The once-a-day FORTOVASE regimen could simplify the treatment schedule and significantly reduce the number of anti-HIV pills a patient must take while maintaining saquinavir blood concentrations. Studies of the once-a-day combination in people with HIV are ongoing.

The study, presented today at the Seventh European Conference on Clinical Aspects and Treatment of HIV-Infection by Dr. Hoetelmans, looked at 7 patients treated with the combination of INVIRASE 400mg BID + ritonavir 400mg BID who were then switched to FORTOVASE 1600mg + ritonavir 200mg QD. The study investigated blood levels of saquinavir as well as HIV levels and key metabolic markers following 14 days of therapy with the once-a-day regimen.

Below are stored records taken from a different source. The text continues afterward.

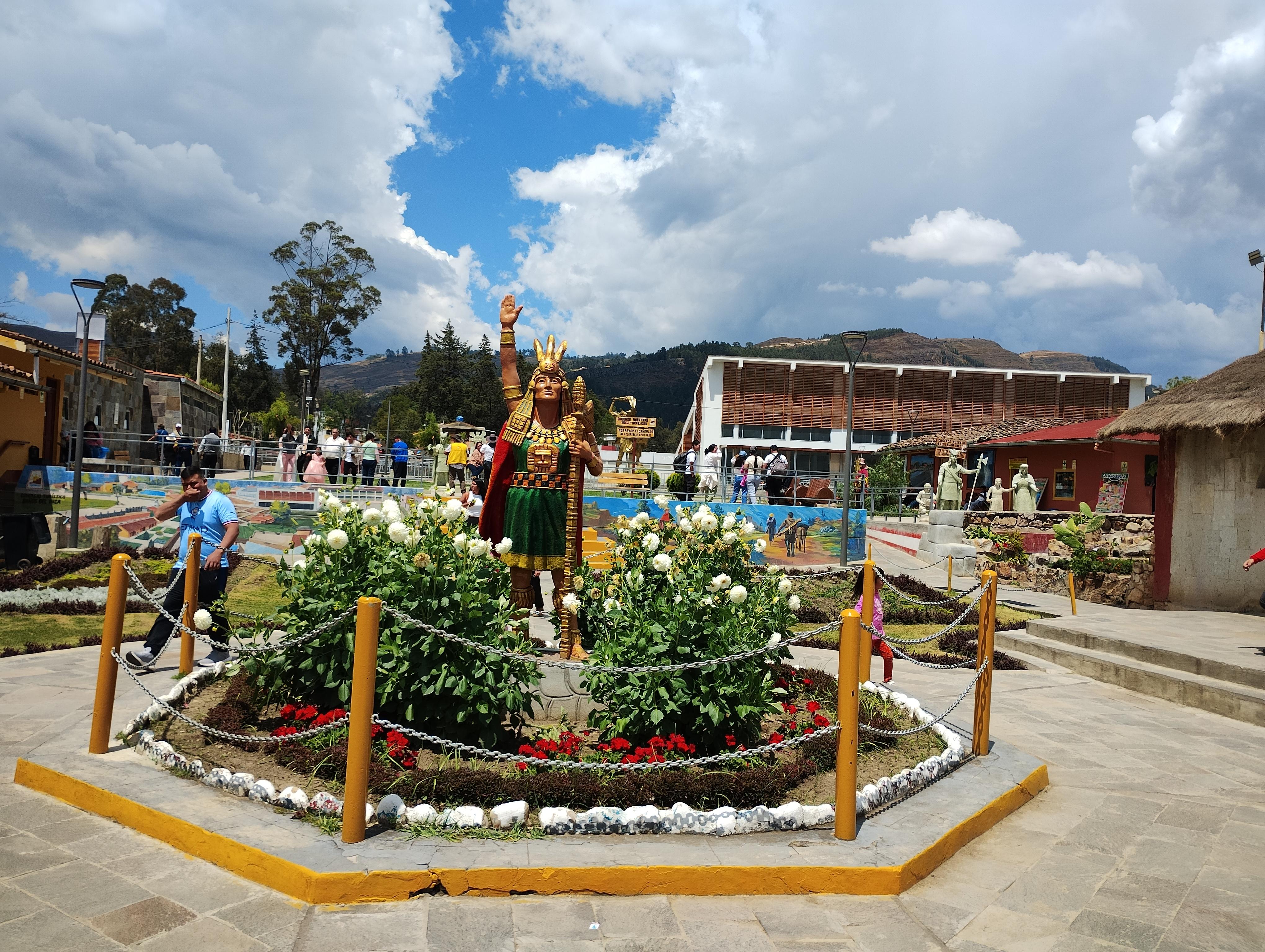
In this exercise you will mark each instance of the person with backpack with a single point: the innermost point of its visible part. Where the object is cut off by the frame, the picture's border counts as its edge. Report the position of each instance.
(779, 469)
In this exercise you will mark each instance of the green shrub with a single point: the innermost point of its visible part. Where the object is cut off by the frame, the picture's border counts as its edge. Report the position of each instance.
(680, 592)
(422, 563)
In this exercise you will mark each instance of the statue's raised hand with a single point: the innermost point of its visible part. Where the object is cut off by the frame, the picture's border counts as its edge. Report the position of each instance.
(509, 313)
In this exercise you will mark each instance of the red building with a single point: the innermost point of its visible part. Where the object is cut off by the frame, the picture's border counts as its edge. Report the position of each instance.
(1073, 465)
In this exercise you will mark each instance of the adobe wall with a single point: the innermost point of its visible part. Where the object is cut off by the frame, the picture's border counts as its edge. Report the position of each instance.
(1219, 520)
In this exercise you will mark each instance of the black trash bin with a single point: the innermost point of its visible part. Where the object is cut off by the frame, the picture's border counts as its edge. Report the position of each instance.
(23, 535)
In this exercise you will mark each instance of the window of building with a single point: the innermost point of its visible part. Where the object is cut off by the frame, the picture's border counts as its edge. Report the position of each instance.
(762, 433)
(814, 434)
(810, 463)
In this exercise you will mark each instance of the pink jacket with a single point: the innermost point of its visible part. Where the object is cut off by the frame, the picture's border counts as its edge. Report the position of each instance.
(878, 617)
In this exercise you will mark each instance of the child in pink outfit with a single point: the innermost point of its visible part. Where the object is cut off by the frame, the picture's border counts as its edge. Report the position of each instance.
(878, 646)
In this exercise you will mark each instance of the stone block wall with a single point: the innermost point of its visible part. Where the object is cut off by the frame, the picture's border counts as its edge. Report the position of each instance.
(1123, 536)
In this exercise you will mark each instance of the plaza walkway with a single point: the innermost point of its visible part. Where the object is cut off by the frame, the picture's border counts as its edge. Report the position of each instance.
(1152, 836)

This QD study represents the first insight into how a once-a-day, protease inhibitor-containing regimen actually provides blood plasma levels of anti-HIV drug in people who are HIV-infected. It showed that the once-daily regimen provided therapeutic levels of saquinavir; furthermore, all patients in the study maintained viral suppression (<400 copies/mL) over the 14-day interval.

The FORTOVASE 1600mg QD + ritonavir 200mg QD regimen was generally well-tolerated over the course of the pharmacokinetic study. Importantly, there was also some reduction seen in fasting triglyceride levels (from 3.1 to 2.3 mmol/L; p= 0.067). Many researchers believe that triglyceride and cholesterol elevations and other lipid abnormalities may contribute to long-term problems such as lipodystrophy (the redistribution of body fat associated with some anti-HIV medications), and premature cardiovascular disease.

These results build on the data from the pharmacokinetic study in uninfected volunteers presented at the ICAAC conference last month in San Francisco by Dr. Michael Saag of the University of Alabama - Birmingham.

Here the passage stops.